We all write differently, of course, but our goals are essentially the same. Today, with excellent teachers providing workshops and on-line classes and seminars at RWA functions, no writer has to work in isolation or learn to write by doing everything wrong.

Nor should we ever stop learning and improving. Every good writer I know is dedicated to improving her craft, and we all love a good debate about prologues, backstory placement, POV shifts, and yes, even punctuation. At a recent RWA Conference, five of us went several rounds about the use of colons and semicolons in fiction. Wine may have been a factor.

Hope to see you in my upcoming class, The Purpose-Driven Scene!


Lynn Kerstan,  former college professor, folksinger, professional bridge player, and nun, is the author of nine Regency romances, seven historical romances, and three novellas. She is presently developing a paranormal series. 

A five-time RITA Finalist (one win), she is regularly featured on awards lists. Since Romantic Times launched its Top Picks feature, every Kerstan novel has been a Top Pick. Two have been selected by Library Journal for its Best Books of the Year list (2002 and 2003), and Dangerous Passions was named to Booklist?s Top Ten Romances of 2005 list.

For many years a teacher of English literature and writing at the Catholic University of America in Washington, D.C. and the University of San Diego, Kerstan now conducts popular-fiction workshops for writers groups and conferences. An Internet junkie, she can be found online at StoryBroads, blogging with Anne Stuart, Maggie Shayne, Patricia Potter, Tara Taylor Quinn, and Suzanne Forster.

Kerstan lives an exemplary life in Coronado, California, where she plots her stories while riding her boogie board, walking on the beach, and watching Navy SEALs jog by.

The Purpose-Driven Scene runs from September 27, 2010 through October 24, 2010.

4 comments:

danicaavet said...

Lynn, great post! I love your honesty. I think we all start our first book with the thought that it'll be so good we'll be beating the agents and editors off with a very big dictionary.

lynnrush said...

Great story. I'm so glad you shared it with us. It's nice to see how people started out.

I, too, learned off my first book.
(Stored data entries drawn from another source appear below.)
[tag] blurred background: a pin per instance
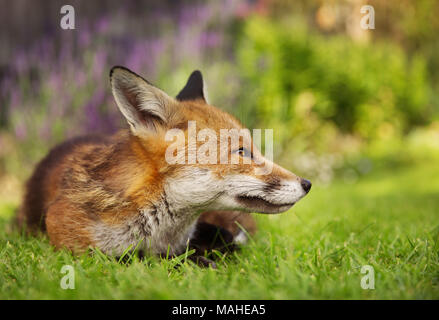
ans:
(342, 101)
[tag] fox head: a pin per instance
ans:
(180, 142)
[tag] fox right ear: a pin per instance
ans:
(144, 106)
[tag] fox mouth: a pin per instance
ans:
(260, 205)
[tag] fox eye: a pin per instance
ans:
(243, 152)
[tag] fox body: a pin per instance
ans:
(120, 191)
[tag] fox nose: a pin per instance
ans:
(306, 185)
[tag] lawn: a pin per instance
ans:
(388, 219)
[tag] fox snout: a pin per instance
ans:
(306, 184)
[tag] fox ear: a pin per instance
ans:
(194, 88)
(144, 106)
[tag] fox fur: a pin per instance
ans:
(112, 192)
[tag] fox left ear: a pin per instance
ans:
(145, 107)
(194, 88)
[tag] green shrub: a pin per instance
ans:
(320, 92)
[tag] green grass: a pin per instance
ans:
(389, 220)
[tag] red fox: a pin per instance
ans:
(120, 191)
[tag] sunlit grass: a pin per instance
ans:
(388, 219)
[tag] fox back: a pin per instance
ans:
(149, 186)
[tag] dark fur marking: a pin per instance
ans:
(193, 89)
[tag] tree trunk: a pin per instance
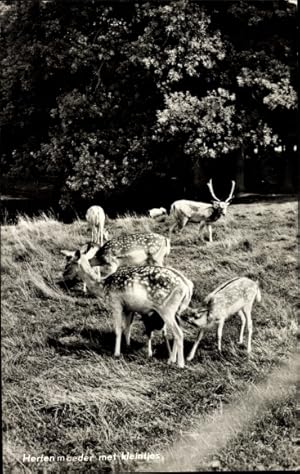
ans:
(287, 183)
(198, 179)
(240, 170)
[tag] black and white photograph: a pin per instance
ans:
(149, 208)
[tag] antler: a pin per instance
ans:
(209, 184)
(231, 192)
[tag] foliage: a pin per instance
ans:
(92, 94)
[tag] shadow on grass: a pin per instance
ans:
(68, 339)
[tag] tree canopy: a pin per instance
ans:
(99, 94)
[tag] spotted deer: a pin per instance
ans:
(184, 211)
(95, 217)
(130, 249)
(148, 290)
(235, 296)
(153, 321)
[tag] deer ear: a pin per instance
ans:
(77, 254)
(68, 253)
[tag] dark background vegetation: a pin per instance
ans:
(133, 105)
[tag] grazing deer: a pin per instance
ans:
(157, 212)
(235, 296)
(131, 249)
(153, 321)
(185, 211)
(148, 290)
(95, 216)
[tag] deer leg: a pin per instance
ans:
(247, 312)
(209, 227)
(220, 332)
(183, 223)
(150, 353)
(128, 326)
(164, 331)
(201, 227)
(118, 323)
(177, 345)
(195, 346)
(243, 320)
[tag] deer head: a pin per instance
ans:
(217, 203)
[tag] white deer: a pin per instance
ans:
(235, 296)
(131, 249)
(148, 290)
(184, 211)
(157, 212)
(95, 217)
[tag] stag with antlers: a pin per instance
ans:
(184, 211)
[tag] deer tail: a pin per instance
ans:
(258, 294)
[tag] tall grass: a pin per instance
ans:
(63, 390)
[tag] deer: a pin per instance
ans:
(95, 216)
(148, 290)
(235, 296)
(157, 212)
(153, 321)
(184, 211)
(131, 249)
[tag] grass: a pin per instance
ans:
(63, 392)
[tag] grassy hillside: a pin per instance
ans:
(63, 392)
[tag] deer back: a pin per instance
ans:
(231, 296)
(132, 249)
(145, 288)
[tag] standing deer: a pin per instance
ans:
(153, 321)
(132, 249)
(95, 217)
(184, 211)
(235, 296)
(148, 290)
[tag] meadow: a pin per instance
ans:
(65, 395)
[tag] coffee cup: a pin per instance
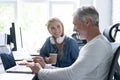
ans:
(53, 57)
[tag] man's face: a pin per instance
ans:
(79, 27)
(55, 29)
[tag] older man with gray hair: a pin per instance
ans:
(94, 58)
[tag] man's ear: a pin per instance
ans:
(88, 21)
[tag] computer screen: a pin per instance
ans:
(11, 38)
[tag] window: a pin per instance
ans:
(31, 16)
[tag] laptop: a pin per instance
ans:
(14, 68)
(19, 69)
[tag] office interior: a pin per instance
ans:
(30, 16)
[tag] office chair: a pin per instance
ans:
(114, 73)
(111, 32)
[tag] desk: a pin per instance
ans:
(16, 76)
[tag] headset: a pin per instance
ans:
(58, 40)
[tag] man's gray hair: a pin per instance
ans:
(88, 12)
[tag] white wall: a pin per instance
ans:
(104, 8)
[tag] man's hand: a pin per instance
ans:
(35, 67)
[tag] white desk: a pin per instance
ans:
(16, 76)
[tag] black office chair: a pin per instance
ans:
(111, 32)
(114, 73)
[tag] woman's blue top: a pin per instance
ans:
(70, 49)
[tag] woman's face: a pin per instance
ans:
(55, 28)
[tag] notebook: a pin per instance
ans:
(19, 69)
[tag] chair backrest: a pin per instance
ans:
(111, 32)
(8, 60)
(114, 73)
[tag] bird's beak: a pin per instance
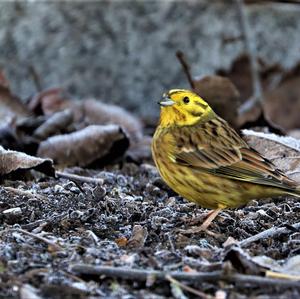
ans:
(166, 102)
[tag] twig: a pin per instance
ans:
(79, 178)
(257, 96)
(197, 277)
(187, 288)
(35, 77)
(32, 225)
(186, 68)
(272, 232)
(25, 193)
(53, 246)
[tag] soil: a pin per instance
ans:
(132, 220)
I think lots of writers have a "first book" they learned off.

Thanks for this!!

Marcella Burnard said...

Oh dear. How painfully familiar. I'm not certain what it says about my learning curve that it took four or five books to figure it all out. Thanks, Lynn.

Marie Andreas said...

Thanks for the great post Lynn. It's reassuring to see that someone I've read and admired had a learning curve too!